3. Treatment interventions are similar in this group of disorders.  Cognitive behavior therapy (CBT) and antidepressant medications appear to be the most promising therapeutic approaches for hypochondriasis, somatization disorder, and pain disorder (Kroenke 2007; Sumathipala 2007).  Although several variations of CBT have been employed, they share many elements in common.  These include the identification and modification of dysfunctional and maladaptive beliefs about symptoms and disease, and behavioral techniques to alter illness and sick role behaviors and promote more effective coping.  The literature on the use of antidepressants is more limited, but it too does not suggest any major distinctions in therapeutic response across these different disorders. In addition to these patient centered commonalities of treatment, all of these disorders benefit from specific interventions with the patient’s non-psychiatric physician (e.g. scheduling regular appointments as opposed to prn appointments, limiting testing and procedures unless clearly indicated) (Allen 2002).
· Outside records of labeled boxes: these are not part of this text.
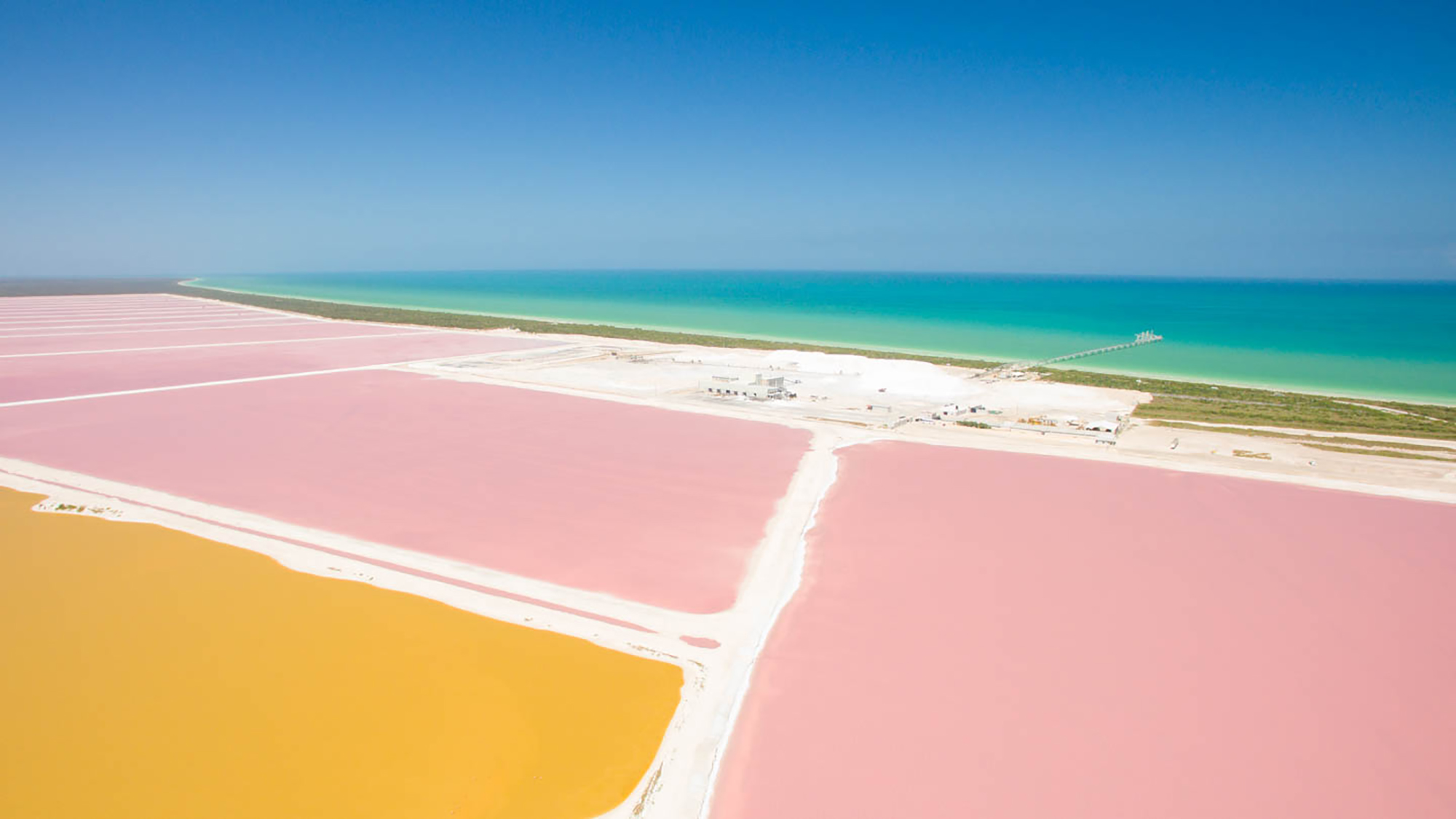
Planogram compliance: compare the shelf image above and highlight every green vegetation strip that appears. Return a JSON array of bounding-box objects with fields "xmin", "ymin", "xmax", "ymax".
[
  {"xmin": 0, "ymin": 278, "xmax": 1456, "ymax": 449},
  {"xmin": 1302, "ymin": 443, "xmax": 1452, "ymax": 464},
  {"xmin": 1040, "ymin": 368, "xmax": 1456, "ymax": 439},
  {"xmin": 1147, "ymin": 420, "xmax": 1456, "ymax": 448},
  {"xmin": 181, "ymin": 287, "xmax": 1000, "ymax": 368}
]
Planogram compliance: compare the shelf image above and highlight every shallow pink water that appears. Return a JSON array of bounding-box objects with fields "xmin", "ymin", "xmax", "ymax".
[
  {"xmin": 0, "ymin": 319, "xmax": 412, "ymax": 355},
  {"xmin": 0, "ymin": 307, "xmax": 266, "ymax": 325},
  {"xmin": 0, "ymin": 367, "xmax": 808, "ymax": 612},
  {"xmin": 0, "ymin": 331, "xmax": 543, "ymax": 402},
  {"xmin": 713, "ymin": 443, "xmax": 1456, "ymax": 819}
]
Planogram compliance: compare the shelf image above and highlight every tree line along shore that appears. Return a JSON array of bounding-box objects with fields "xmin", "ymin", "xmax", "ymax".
[{"xmin": 0, "ymin": 278, "xmax": 1456, "ymax": 443}]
A key issue is whether the guidelines for CSSD describe a valid construct and can be used reliably. A recent systematic review (Lowe, submitted for publication) shows that of all diagnostic proposals, only Somatic Symptom Disorder reflects all dimensions of current biopsychosocial models of somatization (construct validity) and goes beyond somatic symptom counts by including psychological and behavioral symptoms that are specific to somatization (descriptive validity). Predictive validity of most of the diagnostic proposals has not yet been investigated.

 

Please see the full rationale document here.

 

 

 

Severity

Severity metrics are readily available for somatic symptoms (viz PHQ, Kroenke 2002) and for the cognitive distortions and misattributions associated with CSSD (viz Whiteley Index, Pilowsky. 1967).

 

Complex Somatic Symptom Disorder includes previous diagnoses of Somatization Disorder (DSM IV code 300.81), Undifferentiated Somatoform Disorder (DSM IV code 300.82)Hypochondriasis (DSM IV code 300.7), Pain Disorder Associated With Both Psychological Factors and a General Medical Condition (DSM IV code 307.89), and Pain Disorder Associated With Psychological Factors (DSM IV code 307.80).